Beyonce and Miley Cyrus 2013′s Most Searched Celebrities: How Bing and Google Compare

Beyonce and Miley Cyrus 2013's Most Searched Celebrities: How Bing and Google Compare

The end of 2013 draws near, which means it’s time to analyze everything, including the celebrities that stole the cake in this year’s search engine wars. Not to much surprise, Beyonce and Miley Cyrus reigned supreme in this year’s searches; however, the Princess of Twerk took the top search spot in Google and the Queen of Fierceness managed to generate more interest on Bing. We’re really not surprised to hear that both of these stars took the top spots in this year’s searches, but how do other celebs measure up across the board?

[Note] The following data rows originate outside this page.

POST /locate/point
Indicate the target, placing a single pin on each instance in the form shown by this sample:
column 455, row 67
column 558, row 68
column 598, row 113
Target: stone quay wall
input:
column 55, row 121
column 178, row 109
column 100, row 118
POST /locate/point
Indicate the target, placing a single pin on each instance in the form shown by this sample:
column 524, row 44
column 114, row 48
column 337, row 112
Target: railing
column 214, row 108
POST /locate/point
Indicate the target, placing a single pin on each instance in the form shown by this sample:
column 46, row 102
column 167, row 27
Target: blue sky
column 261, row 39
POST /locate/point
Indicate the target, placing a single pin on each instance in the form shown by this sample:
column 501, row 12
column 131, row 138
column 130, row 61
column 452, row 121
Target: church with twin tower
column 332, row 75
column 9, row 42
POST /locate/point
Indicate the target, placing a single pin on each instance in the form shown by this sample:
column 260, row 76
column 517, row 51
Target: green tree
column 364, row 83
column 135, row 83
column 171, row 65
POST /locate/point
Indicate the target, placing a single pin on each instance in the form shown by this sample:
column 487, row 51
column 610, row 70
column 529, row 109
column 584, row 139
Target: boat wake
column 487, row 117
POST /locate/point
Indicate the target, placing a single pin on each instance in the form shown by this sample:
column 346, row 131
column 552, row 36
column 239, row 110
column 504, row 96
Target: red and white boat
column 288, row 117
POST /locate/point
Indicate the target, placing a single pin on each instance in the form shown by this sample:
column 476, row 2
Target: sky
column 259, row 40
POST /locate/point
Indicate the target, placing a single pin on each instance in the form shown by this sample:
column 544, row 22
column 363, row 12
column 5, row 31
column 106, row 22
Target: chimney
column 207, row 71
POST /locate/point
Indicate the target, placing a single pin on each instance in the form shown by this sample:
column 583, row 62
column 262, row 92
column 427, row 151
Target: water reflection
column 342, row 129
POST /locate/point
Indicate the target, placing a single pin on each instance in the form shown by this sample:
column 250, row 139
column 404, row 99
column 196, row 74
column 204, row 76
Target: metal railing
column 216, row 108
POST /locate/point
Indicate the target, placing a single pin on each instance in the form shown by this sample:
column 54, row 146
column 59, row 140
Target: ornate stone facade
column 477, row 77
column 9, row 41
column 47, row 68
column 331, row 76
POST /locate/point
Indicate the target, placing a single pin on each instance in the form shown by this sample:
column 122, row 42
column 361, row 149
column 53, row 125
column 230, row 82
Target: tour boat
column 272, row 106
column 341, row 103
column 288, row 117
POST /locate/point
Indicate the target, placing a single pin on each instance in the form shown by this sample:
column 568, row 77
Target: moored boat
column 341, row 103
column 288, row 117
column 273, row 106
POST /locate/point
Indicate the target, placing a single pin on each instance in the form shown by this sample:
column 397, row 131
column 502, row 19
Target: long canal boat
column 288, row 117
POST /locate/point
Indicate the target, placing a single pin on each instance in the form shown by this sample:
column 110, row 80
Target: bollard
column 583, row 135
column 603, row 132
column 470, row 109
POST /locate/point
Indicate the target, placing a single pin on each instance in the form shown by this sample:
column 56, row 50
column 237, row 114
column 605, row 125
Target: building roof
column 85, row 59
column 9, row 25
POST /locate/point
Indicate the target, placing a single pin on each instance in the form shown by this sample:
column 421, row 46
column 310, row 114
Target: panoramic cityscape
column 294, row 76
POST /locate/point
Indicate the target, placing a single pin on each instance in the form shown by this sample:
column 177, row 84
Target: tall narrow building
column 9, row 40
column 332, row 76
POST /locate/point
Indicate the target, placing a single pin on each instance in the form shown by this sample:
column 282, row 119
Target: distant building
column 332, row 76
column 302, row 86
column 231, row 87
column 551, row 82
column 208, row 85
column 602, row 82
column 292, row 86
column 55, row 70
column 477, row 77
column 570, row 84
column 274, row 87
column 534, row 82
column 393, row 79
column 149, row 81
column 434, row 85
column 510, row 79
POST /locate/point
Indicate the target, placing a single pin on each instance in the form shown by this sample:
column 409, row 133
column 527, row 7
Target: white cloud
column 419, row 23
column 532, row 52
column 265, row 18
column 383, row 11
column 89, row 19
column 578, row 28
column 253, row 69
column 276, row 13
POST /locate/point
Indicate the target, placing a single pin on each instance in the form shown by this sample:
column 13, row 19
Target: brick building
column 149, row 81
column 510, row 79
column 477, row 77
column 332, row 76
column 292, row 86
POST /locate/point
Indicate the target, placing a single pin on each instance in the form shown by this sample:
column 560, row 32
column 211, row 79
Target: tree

Below are some more top 2013 search results comparing Bing to Google. Kim Kardashian came in at the number 2 spot, according to Bing (number 3 on Google), and we were surprised not to see Kate Middleton — or any of the royals for that matter — on either of the lists. Are there any celebs that you were surprised, or not surprised, to see on these lists below?

Bing: Most Searched People
1. Beyoncé Knowles
2. Kim Kardashian
3. Rihanna
4. Taylor Swift
5. Madonna

Google: Most Searched People
1. Miley Cyrus
2. Drake
3. Kim Kardashian
4. Justin Bieber
5. Beyoncé

Bing: Events/News Stories
1.Royal Baby Born
2. Boston Marathon Bombing
3. Cleveland Kidnapping
4. George Zimmerman Trial
5. Gun Rights

Google: Events/News Stories
1. Boston Marathon
2. Government SHutdown
3. VMAs
4. Moore, Oklahoma Tornado
5. Royal Baby

Bing: Most Searched Athletes
1.Tim Tebow
2.Lindsey Vonn
3.Tiger Woods
4.Kevin Ware
5.Ray Lewis

Google: Most Searched Athletes
1. Aaron Hernandez
2. Adrian Peterson
3. Kevin Ware
4. Jason Collins
5. Oscar Pistorious

Bing: Most Searched Fashion Icon
1.Victoria Beckham
2.Michael Kors
3.Ralph Lauren
4.Chanel
5.Kimora Lee Simmons

Google: Most Searched Fashion Icon
1. Versace
2. Michael Kors
3. Diesel
4. Gucci
5. Kate Spade

These lists comparing the mots popular choices for internet search engine giants Bing and Google for 2103 are quite surprising.  I would think that the demographics of the sets of people using each would be fairly similar but the results indicate otherwise.  Another possible explanation is that Bing and Google use different algorithms to measure search popularity.  In any case we see that while their are a few items on the various lists common to both Bing and Google, in general the unions differ substantially from their intersections.  In other words, the lists are really very different.